O acordo de cooperação firmado entre Brasil e França para a construção de submarinos convencionais e nuclear, foi aprovada nesta quarta-feira pela Comissão de Relações Exteriores da Câmara dos Deputados.

Raul Jungmann (PPS-PE), relator da matéria, afirmou que a escolha do modelo de submarino francês é a mais adequada para a Marinha brasileira.

O acordo prevê apoio e cooperação no domínio das tecnologias de defesa, com o objetivo de viabilizar o desenvolvimento do programa brasileiro de forças submarinas.

Brasil e França pretendem buscar a cooperação nos métodos, tecnologias, ferramentas, equipamentos e assistência técnica em todas as fases do projeto de submarinos convencionais do tipo Scorpène (SBR), bem como de um submarino com armamento convencional (SNBR) destinado a receber um reator nuclear, desenvolvidos pelo Brasil.

Além disso, está prevista a assistência para a concepção e construção de um estaleiro adequado a esses submarinos e de uma base naval capaz de abrigá-los.

Haverá ainda cooperação para a concepção, a construção e a manutenção das infra-estruturas e dos equipamentos necessários à parte nuclear.

A colaboração se dará a partir da aquisição de quatro submarinos SBR, com transferência de tecnologia ampliada para todas as fases desse projeto de submarinos.

Transferência de tecnologia

Jungmann destacou que o acordo estabelece a transferência de conhecimento acadêmico relativo a submarinos, nas áreas da ciência e da tecnologia, por meio de formação de estudantes, professores e instrutores em instituições pertencentes ao Ministério da Defesa, em complemento às cooperações existentes em matéria de formação dos domínios conexos.

O Brasil se compromete a não autorizar a reexportação, a revenda, o empréstimo, a doação ou a transmissão do conhecimento, da tecnologia e dos equipamentos fornecidos pela França sem a concordância prévia do governo francês, e a utilizá-los somente para os fins definidos pelo acordo, que valerá por três anos após o primeiro mergulho do primeiro submarino SNBR, não podendo exceder o limite de 25 anos.

Na avaliação de Raul Jungmann, as necessidades nacionais de uso dos submarinos e as condições do acordo com a França mostram que a opção pelo modelo Scorpène é a mais adequada.
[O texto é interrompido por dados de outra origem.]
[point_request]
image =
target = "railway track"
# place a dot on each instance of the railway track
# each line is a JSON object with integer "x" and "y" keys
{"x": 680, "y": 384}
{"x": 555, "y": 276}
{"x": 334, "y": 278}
Ele lembrou que inicialmente o Brasil ficou entre os modelos alemão, russo e francês.

O deputado destacou que os submarinos de propulsão nuclear são melhores para as estratégias de manobra porque, em razão de sua autonomia e velocidade média, não se limitam às áreas costeiras.

Por isso, o Brasil teria descartado a proposta alemã de renovação da frota nacional.